Plastic Players

Mr. Potato Head

By Michelle Prather

Sure, most people enjoy a pile of mashed potatoes to round off a hearty meal, but mashed potatoes as the star of lunch or dinner? You bet, says Brent McClun, whose feel-good Potato Mountain cafe will bring in $180,000 this year.

"[Mashed] potatoes have always reminded me of the great home I had growing up: a great mom and dad, great brothers, my grandma and the great heritage I have," says McClun fondly. His affection for the popular comfort food, coupled with his love of mountain climbing and skiing, inspired McClun to try to project those warm, fuzzy feelings to customers in a restaurant setting.

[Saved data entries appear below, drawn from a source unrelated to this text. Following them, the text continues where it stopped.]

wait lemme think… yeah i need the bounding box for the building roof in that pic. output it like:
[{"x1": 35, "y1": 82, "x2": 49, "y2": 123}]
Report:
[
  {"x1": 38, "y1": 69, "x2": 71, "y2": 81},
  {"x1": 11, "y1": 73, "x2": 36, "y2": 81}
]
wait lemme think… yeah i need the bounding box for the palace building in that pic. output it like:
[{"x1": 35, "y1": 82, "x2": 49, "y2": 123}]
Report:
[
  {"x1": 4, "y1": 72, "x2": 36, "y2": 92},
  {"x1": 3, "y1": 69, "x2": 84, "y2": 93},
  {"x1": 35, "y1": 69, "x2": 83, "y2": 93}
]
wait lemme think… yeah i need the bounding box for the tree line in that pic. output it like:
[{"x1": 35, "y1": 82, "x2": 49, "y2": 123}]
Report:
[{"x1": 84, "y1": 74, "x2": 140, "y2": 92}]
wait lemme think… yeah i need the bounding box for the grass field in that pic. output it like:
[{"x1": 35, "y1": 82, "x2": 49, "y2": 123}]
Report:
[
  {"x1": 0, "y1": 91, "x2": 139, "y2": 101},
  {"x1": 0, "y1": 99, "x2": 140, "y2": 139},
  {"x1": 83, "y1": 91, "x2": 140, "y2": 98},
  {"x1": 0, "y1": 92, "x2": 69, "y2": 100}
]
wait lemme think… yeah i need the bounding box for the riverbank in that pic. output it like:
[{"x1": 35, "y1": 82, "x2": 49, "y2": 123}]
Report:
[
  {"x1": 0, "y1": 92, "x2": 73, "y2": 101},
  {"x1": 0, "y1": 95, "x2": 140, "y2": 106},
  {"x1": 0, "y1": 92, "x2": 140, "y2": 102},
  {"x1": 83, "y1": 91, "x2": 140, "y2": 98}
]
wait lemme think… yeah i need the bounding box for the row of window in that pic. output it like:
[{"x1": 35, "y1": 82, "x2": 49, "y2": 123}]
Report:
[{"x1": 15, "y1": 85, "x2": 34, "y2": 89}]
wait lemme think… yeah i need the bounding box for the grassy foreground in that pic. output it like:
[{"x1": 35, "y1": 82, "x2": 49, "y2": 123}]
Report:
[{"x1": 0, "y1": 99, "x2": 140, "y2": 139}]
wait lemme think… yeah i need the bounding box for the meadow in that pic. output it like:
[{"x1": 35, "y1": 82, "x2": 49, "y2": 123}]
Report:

With just $1,500, last May McClun opened The Herbery/The Potato Mountain, a nine-seat restaurant/store that sells herbs, vitamins, candles, books--and mashed potatoes. It's the latest in a slew of entrepreneurial endeavors he's toyed with since age 18. "I remember thinking `This time I'll start two [businesses] at once to increase my chances,' " chuckles McClun.

Expecting the Lawrence, Kansas, store to profit from herbs on opening day, McClun was surprised when he "didn't sell one herb" but reaped nearly $70 in spud sales. Sales nearly doubled on days two and three. Then a local newspaper did a story on the start-up, sending business out of control. "I had to tell [the line of people snaking out the door] we were out of potatoes and it'd be an hour before we had any more," recalls McClun. He even offered to buy waiting customers lunch at the Lawrence eatery of their choice.

With demand at its peak, McClun had no choice but to find a bigger space for the cafe. He pounced on the first available location--a 45-seat restaurant just three blocks away--and opened it for business six weeks after launching his first location, which he's since turned into an old-fashioned candy store.

At press time, McClun had remodeled that second location by filling it with faux alpine trees, a trail through the dining area and a ranger's station for ordering, and was exploring franchising. Publishing house Doubleday has contacted McClun about a possible cookbook deal, and Dateline NBC has shown interest as well.

It appears that, like their towering counterparts in nature, mashed potato mountains (with such flavorful toppings as chicken, egg noodles and gravy) are giving customers a breath of fresh air as an alternative to the average dining experience.